A man's ablutions are ordinarily done in private, but not when it is Elvis Presley and he is to sing in a shower for a movie.

This makes it a production, as it was readily apparent on a sound stage at Paramount recently tenanted by Hal Wallis' "G.I. Blues," the picture puts ex-G.I. Elvis right back in his old outfit, the Third Armoured Division, and right back in West Germany where it conducts manoeuvres at the very fringe of the Iron Curtain.

The Army is the same and the setting is the same as Elvis experienced them in real life during two years' meritorious service abroad in the course of which he was made a sergeant, but the manoeuvres are different; now they are envelopment tactics largely concerning girls. A Miss Juliet Prowse, premiere danseuse at the plush Cafe Europa in Frankfort, is Elvis' main target. And Elvis has been busted to private.

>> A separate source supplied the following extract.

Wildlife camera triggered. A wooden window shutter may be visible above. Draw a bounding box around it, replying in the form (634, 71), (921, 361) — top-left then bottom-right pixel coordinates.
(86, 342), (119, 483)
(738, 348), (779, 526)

Which is why we find Elvis about to take a shower in the company barracks; he is going to woo a girl.

There are three shower stalls set up and working. Elvis is not alone in his romantic pursuits. On one side of him is a buddy, Robert Ivers' on the other, their sergeant, Arch Johnson. Although the shower taps aren't yet turned on, steam is already rising from vents in the floor. A water-heater has been trundled into a position off-screen, and the plumbing works.